Dr Axel Montagne
Dr. Montagne’s research training has provided him with comprehensive and diverse background in a wide variety of scientific disciplines including molecular and cellular biology, magnetic resonance imaging (MRI), translational research, and the pathophysiology of neurodegenerative diseases such as Alzheimer’s disease (AD) and related dementias as well as ischemic and hemorrhagic strokes. He completed his PhD in neuroscience and neuroimaging techniques in France, and furthered his path in this field by developing and optimizing an arsenal of skills particularly in brain/spinal cord MRI methods for pre-clinical and clinical research. This includes (1) molecular MRI of cerebrovascular inflammation targeting inflamed vessels using a laboratory-developed contrast agent; (2) dynamic contrast-enhanced (DCE) and dynamic susceptibility-contrast (DSC)-MRI Gadolinium-based techniques allowing quantitative measures of neurovascular dysfunctions including blood-brain barrier (BBB)/ blood-spinal cord barrier (BSCB) integrity, cerebral blood flow (CBF) and volume (CBV); (3) diffusion tensor imaging (DTI) methods allowing brain structural and connectivity studies including white matter fibers tracing with 3D-tractography mapping; and (4) high-resolution 3D-T2*-weighted imaging allowing detection of microbleed events, hemosiderin plaques, calcification, and amyloid plaques. In collaboration with CalTech, Dr. Montagne recently developed a software suite (Rocketship) allowing the use of multiple pharmacokinetic models that can be applied to both pre-clinical and clinical datasets in order to get quantitative and precise measures of subtle BBB/BSCB permeability changes.
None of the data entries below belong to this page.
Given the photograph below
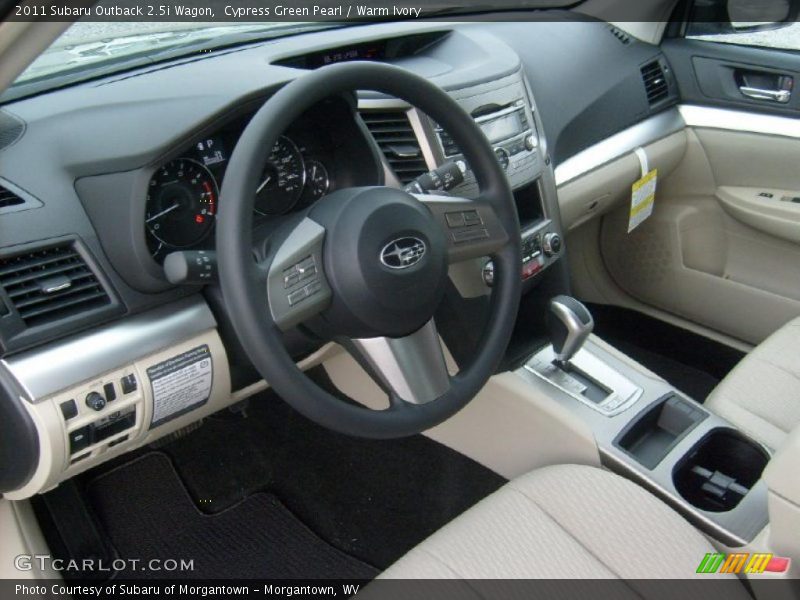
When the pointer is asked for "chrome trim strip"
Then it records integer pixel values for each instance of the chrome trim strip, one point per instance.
(64, 363)
(706, 117)
(641, 134)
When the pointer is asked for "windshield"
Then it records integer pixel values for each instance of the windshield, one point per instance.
(89, 49)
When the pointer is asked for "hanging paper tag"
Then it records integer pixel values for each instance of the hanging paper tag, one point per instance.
(643, 193)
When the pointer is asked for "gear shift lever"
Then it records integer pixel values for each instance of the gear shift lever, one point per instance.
(569, 323)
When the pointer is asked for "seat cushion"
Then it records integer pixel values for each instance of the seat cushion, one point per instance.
(761, 395)
(565, 521)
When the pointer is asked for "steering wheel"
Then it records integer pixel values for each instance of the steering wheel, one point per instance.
(368, 266)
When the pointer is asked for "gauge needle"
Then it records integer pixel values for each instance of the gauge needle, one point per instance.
(162, 213)
(263, 184)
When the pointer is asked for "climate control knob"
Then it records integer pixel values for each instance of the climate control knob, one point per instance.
(95, 401)
(551, 243)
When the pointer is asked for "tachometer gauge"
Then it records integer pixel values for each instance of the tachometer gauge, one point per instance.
(283, 179)
(181, 204)
(317, 179)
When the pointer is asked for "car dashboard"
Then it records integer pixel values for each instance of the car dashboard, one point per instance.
(109, 177)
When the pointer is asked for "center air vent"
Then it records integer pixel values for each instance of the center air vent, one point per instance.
(50, 284)
(395, 137)
(655, 82)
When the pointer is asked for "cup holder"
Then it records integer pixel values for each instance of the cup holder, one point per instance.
(719, 470)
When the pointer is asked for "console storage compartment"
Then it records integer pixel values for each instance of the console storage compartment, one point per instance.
(719, 470)
(654, 433)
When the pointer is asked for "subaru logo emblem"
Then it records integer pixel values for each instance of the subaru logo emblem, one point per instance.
(403, 252)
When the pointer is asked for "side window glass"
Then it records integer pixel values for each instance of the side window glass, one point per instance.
(761, 23)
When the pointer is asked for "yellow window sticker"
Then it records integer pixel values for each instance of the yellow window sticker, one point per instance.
(643, 197)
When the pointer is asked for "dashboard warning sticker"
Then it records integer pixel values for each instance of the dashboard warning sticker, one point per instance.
(180, 384)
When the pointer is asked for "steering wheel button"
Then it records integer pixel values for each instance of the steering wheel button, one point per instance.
(309, 272)
(467, 235)
(297, 296)
(306, 263)
(290, 280)
(313, 287)
(472, 217)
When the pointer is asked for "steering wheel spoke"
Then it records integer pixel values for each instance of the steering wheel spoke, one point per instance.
(410, 368)
(297, 288)
(472, 227)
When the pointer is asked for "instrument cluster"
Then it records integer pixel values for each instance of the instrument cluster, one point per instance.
(183, 193)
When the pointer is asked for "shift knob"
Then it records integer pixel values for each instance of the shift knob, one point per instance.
(569, 323)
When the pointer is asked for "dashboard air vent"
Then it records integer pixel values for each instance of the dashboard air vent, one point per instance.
(623, 37)
(9, 198)
(50, 284)
(655, 83)
(395, 137)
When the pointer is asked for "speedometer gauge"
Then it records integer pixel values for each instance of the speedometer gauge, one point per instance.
(283, 179)
(181, 204)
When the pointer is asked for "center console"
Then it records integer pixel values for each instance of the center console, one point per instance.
(650, 432)
(505, 110)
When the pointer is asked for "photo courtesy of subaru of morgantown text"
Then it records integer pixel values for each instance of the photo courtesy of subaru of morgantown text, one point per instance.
(491, 299)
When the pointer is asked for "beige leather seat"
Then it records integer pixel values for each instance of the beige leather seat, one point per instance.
(566, 521)
(761, 395)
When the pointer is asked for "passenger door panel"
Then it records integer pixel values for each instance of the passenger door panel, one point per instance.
(718, 249)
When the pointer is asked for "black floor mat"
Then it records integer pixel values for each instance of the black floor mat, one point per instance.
(691, 362)
(373, 499)
(148, 514)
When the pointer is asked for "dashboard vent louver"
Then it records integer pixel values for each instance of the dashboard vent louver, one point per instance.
(9, 198)
(655, 82)
(50, 284)
(399, 144)
(623, 37)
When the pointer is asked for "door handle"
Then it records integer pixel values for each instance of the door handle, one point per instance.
(780, 96)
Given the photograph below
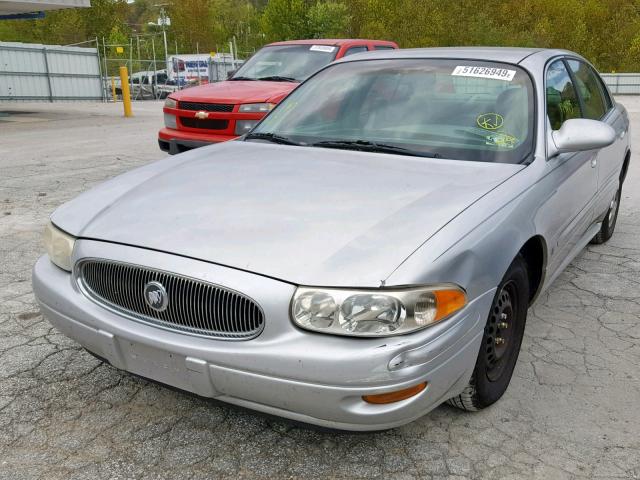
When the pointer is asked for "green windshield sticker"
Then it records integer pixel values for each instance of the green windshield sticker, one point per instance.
(500, 139)
(490, 121)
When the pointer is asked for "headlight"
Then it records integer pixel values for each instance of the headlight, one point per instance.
(256, 107)
(245, 126)
(59, 246)
(170, 121)
(375, 312)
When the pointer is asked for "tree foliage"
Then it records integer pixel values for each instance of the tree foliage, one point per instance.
(607, 32)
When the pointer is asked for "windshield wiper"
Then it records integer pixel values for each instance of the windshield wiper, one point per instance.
(367, 146)
(273, 138)
(278, 78)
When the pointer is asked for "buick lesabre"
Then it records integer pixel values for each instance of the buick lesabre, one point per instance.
(366, 253)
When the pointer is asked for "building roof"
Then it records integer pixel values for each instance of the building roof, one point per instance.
(20, 8)
(330, 41)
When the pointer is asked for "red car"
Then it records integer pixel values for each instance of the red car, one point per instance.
(222, 111)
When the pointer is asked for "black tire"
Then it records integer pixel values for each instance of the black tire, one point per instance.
(501, 341)
(610, 219)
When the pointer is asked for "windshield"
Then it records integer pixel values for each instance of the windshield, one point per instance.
(289, 62)
(456, 109)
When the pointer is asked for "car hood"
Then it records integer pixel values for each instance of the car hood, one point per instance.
(309, 216)
(236, 92)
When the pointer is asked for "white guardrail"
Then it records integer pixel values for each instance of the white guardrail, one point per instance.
(622, 83)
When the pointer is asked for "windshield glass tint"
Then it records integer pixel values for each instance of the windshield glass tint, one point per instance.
(292, 61)
(457, 109)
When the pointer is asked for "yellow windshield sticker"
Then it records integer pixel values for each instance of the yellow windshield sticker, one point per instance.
(490, 121)
(500, 139)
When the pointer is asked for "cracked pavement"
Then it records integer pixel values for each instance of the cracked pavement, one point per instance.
(571, 411)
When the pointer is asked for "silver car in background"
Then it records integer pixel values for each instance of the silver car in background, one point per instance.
(368, 252)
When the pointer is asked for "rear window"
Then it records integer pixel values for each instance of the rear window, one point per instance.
(457, 109)
(287, 61)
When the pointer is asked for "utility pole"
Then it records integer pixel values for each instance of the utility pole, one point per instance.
(163, 22)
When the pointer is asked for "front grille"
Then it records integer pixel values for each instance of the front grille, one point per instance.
(193, 306)
(209, 124)
(207, 107)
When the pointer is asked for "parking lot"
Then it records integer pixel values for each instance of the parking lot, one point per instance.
(571, 411)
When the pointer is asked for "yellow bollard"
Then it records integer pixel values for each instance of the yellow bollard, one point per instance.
(113, 89)
(126, 95)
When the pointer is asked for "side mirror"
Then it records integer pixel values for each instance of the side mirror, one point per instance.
(580, 134)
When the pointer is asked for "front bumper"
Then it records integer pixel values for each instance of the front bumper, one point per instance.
(176, 141)
(313, 378)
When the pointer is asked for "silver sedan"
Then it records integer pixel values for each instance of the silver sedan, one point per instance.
(368, 252)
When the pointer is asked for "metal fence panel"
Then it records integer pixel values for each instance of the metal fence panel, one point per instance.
(30, 71)
(622, 83)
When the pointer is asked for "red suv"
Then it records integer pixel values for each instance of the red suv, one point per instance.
(222, 111)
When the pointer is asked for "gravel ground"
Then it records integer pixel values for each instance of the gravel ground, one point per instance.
(571, 410)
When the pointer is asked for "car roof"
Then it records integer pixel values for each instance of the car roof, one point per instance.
(493, 54)
(331, 41)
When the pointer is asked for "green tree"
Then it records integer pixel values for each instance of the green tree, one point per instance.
(285, 20)
(328, 19)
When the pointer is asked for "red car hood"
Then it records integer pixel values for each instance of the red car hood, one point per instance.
(236, 92)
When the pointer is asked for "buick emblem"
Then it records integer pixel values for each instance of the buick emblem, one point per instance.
(156, 296)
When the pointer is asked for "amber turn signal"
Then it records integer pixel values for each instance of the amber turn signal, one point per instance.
(392, 397)
(448, 301)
“My current research focuses on how neurovascular dysfunctions influence cognitive decline using both clinical and pre-clinical datasets. After several years of extensive technical development, I am now ready to study how genetic (i.e., APOE, PSEN1, PICALM, CLU), vascular (i.e., hypertension, hypercholesterolemia, diabetes), environmental (i.e., pollution) risk factors, and lifestyle (i.e., diet, exercise) can influence AD using novel MRI methods such as DCE-, DSC-, DTI-MRI, among others. Using our new high-field 7T human MRI here at USC Keck School of Medicine and our new high-field 7T MR Solutions magnet for rodents here at USC ZNI, we hope to elucidate the temporal sequence of vascular dysfunction events in the early stages of AD – for instance, does BBB breakdown or reduced CBF occur first, or happen simultaneously?
I am also interested in expanding my research on pericytes that have an important role in maintaining BBB integrity and CBF in capillaries. I’m currently examining the role of these mural cells in controlling CBF and BBB permeability in a context of AD, as well as in small vessel disease (SVD). I recently collected data in both humans and animal models demonstrating that pericyte loss causes regional BBB breakdown that leads to white matter (WM) damage (e.g., deep subcortical WM degeneration including Wallerian degeneration, demyelination, and axonal degeneration processes). I showed a maturation-dependent sensitivity of oligodendrocyte lineages to BBB breakdown combined with reduced CBF that leads to WM fiber injuries before neuronal loss. The next step would be to scan SVD patients longitudinally, and correlate WM damage with BBB breakdown (DCE-MRI and biofluid biomarkers), decreased CBF (DSC-/ASL-MRI), connectivity changes (DTI-MRI), and neuropsychological tests (cognitive function tests). I would like to pursue my research in animal models of WM disease (i.e., pericyte-deficient mice, Notch3 mutant mice (CADASIL syndrome), and endothelin-1 (ET-1)-injected subcortical stroke mouse models) to further understand the role of pericytes within the brain parenchyma, especially in WM regions.”